Alrededor de las seis de la mañana, un convoy compuesto por agentes especializados de la fiscalía y camionetas oficiales se apostó frente al edificio administrativo ubicado en la Avenida Américas de la capital jalisciense. Utilizando herramientas de acceso especializado y sin necesidad de forzar los accesos de forma destructiva, el personal de investigación ingresó al segundo piso del inmueble, dirigiéndose de inmediato a la oficina principal de la Dirección General.
Durante las dos horas y media que duró la diligencia, los peritos informáticos y agentes federales aseguraron evidencia que supera las estimaciones iniciales de las autoridades. Al encender los equipos de cómputo del despacho central, el personal judicial localizó carpetas digitales sin protección de contraseña que contenían un desglose pormenorizado de los bienes inmuebles de la familia, así como correspondencia electrónica directa entre la administración del artista y sus asesores contables. En dichos correos electrónicos, se constata que la gerencia de Nodal estaba plenamente consciente del adeudo fiscal en los Estados Unidos, decidiendo ignorar las multas bajo el argumento de que operarían a través de nuevas entidades comerciales en México para eludir las sanciones.
Sin embargo, el hallazgo más complejo para la situación legal del cantante y su esposa, Ángela Aguilar, radica en una carpeta física que resguardaba las escrituras originales de tres propiedades de lujo ubicadas en el estado de Texas, las cuales presuntamente nunca fueron reportadas ante el Servicio de Administración Tributaria (SAT) en México ni integradas en las declaraciones anuales correspondientes. Entre los documentos incautados destaca la compra de una mansión en el exclusivo Stone Oak Country Club de Frisco, Texas, adquirida en marzo de 2024 por una suma cercana a los 4.8 millones de dólares a nombre directo de Christian Jesús González Nodal. A esto se suma un departamento de lujo en Houston, adquirido en septiembre de 2023 por un valor de 1.2 millones de dólares bajo la titularidad de Ángela Aguilar, y una tercera residencia en la localidad de Magnolia, Texas, comprada en copropiedad por la pareja en mayo de 2024 por 2.9 millones de dólares. En conjunto, la adquisición de estos bienes raíces asciende a casi 9 millones de dólares ocultos a los ojos del fisco.
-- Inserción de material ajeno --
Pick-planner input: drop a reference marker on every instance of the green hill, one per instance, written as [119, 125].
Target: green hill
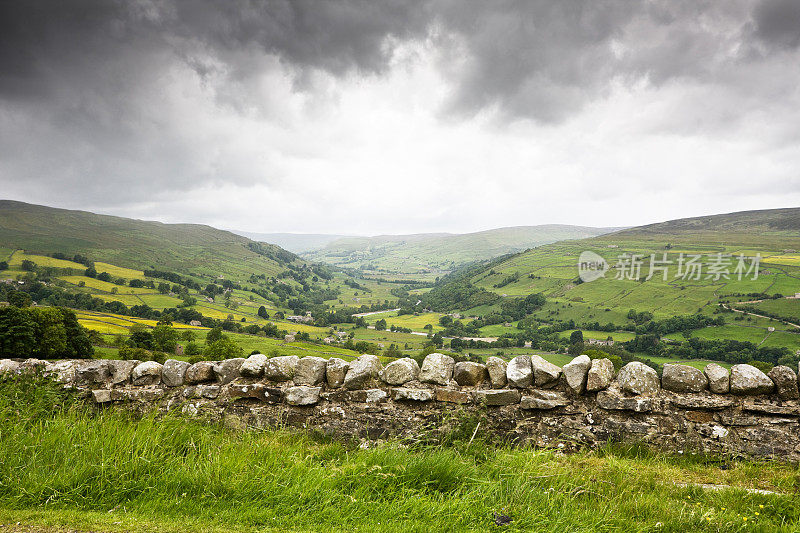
[428, 255]
[138, 244]
[773, 234]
El alcance del caso también se extiende hacia Sudamérica. Entre la documentación asegurada por las fuerzas del orden se localizaron recibos informales firmados a mano que amparan la compraventa de múltiples terrenos en Buenos Aires, Argentina. Dichos documentos especifican de forma explícita que las transacciones se realizaron mediante pagos en efectivo con la intención de que los fondos no pasaran por el sistema financiero internacional ni generaran reportes automáticos bancarios. Este revelador hallazgo ha generado profundas críticas en el ámbito público y mediático, coincidiendo temporalmente con los señalamientos de que el artista habría realizado recortes drásticos en el soporte económico y habitacional destinado a su hija menor y a su expareja, la cantante argentina Cazzu.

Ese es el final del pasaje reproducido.